1 files changed, 93 insertions, 0 deletions
diff --git a/content/blog/aws/capacity_blocks.md b/content/blog/aws/capacity_blocks.md
new file mode 100644
index 0000000..be90b69
--- /dev/null
+++ b/content/blog/aws/capacity_blocks.md
@@ -0,0 +1,93 @@
+---
+title: 'AWS capacity blocks with OpenTofu/terraform'
+description: 'Some pitfalls to avoid'
+date: '2025-01-04'
+tags:
+- AWS
+- OpenTofu
+- terraform
+---
+
+## Introduction
+
+AWS capacity blocks for machine learning are a short term GPU instance reservation mechanism. It is somewhat recent and has some rough edges when used via OpenTofu/terraform because of the incomplete documentation. I had to figure out things the hard way a few months ago, here they are.
+
+## EC2 launch template
+
+When you reserve a capacity block, you get a capacity reservation id. You need to feed this id to an EC2 launch template.

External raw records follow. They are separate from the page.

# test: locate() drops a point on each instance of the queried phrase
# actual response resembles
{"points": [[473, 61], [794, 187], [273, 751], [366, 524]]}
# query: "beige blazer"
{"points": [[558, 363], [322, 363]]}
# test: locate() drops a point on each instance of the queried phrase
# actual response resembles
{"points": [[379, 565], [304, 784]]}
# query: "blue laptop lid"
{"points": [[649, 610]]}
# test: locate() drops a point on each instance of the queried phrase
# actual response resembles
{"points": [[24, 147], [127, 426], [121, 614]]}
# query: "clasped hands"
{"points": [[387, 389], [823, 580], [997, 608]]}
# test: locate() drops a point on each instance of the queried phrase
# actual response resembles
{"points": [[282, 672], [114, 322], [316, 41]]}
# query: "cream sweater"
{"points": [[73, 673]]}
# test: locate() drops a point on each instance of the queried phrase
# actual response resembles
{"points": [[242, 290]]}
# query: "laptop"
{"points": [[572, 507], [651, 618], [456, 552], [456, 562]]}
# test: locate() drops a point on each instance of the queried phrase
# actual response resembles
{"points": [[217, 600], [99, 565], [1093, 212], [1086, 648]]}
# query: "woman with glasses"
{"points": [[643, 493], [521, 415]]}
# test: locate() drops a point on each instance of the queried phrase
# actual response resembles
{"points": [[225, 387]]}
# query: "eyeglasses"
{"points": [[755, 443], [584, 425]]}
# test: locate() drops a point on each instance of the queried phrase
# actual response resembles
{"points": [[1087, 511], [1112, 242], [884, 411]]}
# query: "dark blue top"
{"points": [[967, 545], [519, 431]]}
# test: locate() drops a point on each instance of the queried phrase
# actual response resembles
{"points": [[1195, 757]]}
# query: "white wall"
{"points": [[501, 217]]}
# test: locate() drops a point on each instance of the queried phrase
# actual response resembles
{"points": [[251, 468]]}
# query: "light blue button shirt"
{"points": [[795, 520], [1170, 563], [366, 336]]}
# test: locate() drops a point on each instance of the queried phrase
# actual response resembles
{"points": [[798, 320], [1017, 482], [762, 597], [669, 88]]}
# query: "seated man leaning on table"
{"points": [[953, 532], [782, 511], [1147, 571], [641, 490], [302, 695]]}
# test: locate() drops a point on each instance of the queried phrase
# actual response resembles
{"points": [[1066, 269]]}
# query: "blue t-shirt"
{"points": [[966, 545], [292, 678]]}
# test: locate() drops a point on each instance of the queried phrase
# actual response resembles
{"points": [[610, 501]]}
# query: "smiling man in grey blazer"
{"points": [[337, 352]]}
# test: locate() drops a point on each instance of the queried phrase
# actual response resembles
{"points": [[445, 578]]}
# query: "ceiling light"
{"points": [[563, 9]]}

The twist is that you also need to use a specific instance market option not specified in the AWS provider's documentation for this to work:
+
+``` hcl
+resource "aws_launch_template" "main" {
+  capacity_reservation_specification {
+    capacity_reservation_target {
+      capacity_reservation_id = "cr-XXXXXX"
+    }
+  }
+  instance_market_options {
+    market_type = "capacity-block"
+  }
+  instance_type = "p4d.24xlarge"
+  # soc2: IMDSv2 for all ec2 instances
+  metadata_options {
+    http_endpoint               = "enabled"
+    http_put_response_hop_limit = 1
+    http_tokens                 = "required"
+    instance_metadata_tags      = "enabled"
+  }
+  name = "imdsv2-${var.name}"
+}
+```
+
+## EKS node group
+
+In order to use a capacity block reservation for a kubernetes node group, you need to:
+- set a specific capacity type, not specified in the AWS provider's documentation
+- use an AMI with GPU support
+- disable the kubernetes cluster autoscaler if you are using it (and you should)
+
+``` hcl
+resource "aws_eks_node_group" "main" {
+  for_each = var.node_groups
+
+  ami_type      = each.value.gpu ? "AL2_x86_64_GPU" : null
+  capacity_type = each.value.capacity_reservation != null ? "CAPACITY_BLOCK" : null
+  cluster_name  = aws_eks_cluster.main.name
+  labels = {
+    adyxax-gpu-node   = each.value.gpu
+    adyxax-node-group = each.key
+  }
+  launch_template {
+    name    = aws_launch_template.imdsv2[each.key].name
+    version = aws_launch_template.imdsv2[each.key].latest_version
+  }
+  node_group_name = each.key
+  node_role_arn   = aws_iam_role.nodes.arn
+  scaling_config {
+    desired_size = each.value.scaling.min
+    max_size     = each.value.scaling.max
+    min_size     = each.value.scaling.min
+  }
+  subnet_ids = local.subnet_ids
+  tags = {
+    "k8s.io/cluster-autoscaler/enabled" = each.value.capacity_reservation == null
+  }
+  update_config {
+    max_unavailable = 1
+  }
+  version = local.versions.aws-eks.nodes-version
+
+  depends_on = [
+    aws_iam_role_policy_attachment.AmazonEC2ContainerRegistryReadOnly,
+    aws_iam_role_policy_attachment.AmazonEKSCNIPolicy,
+    aws_iam_role_policy_attachment.AmazonEKSWorkerNodePolicy,
+  ]
+  lifecycle {
+    create_before_destroy = true
+    ignore_changes        = [scaling_config[0].desired_size]
+  }
+}
+```
+
+## Conclusion
+
+There is a terraform resource to provision the capacity blocks themselves that might be of interest, but I did not attempt to use it seriously. Capacity blocks are never available right when you create them, you need to book them days (sometimes weeks) in advance. Though OpenTofu/terraform has some basic date and time handling functions I could use to work around this, my needs are too sparse to go through the hassle of automating this.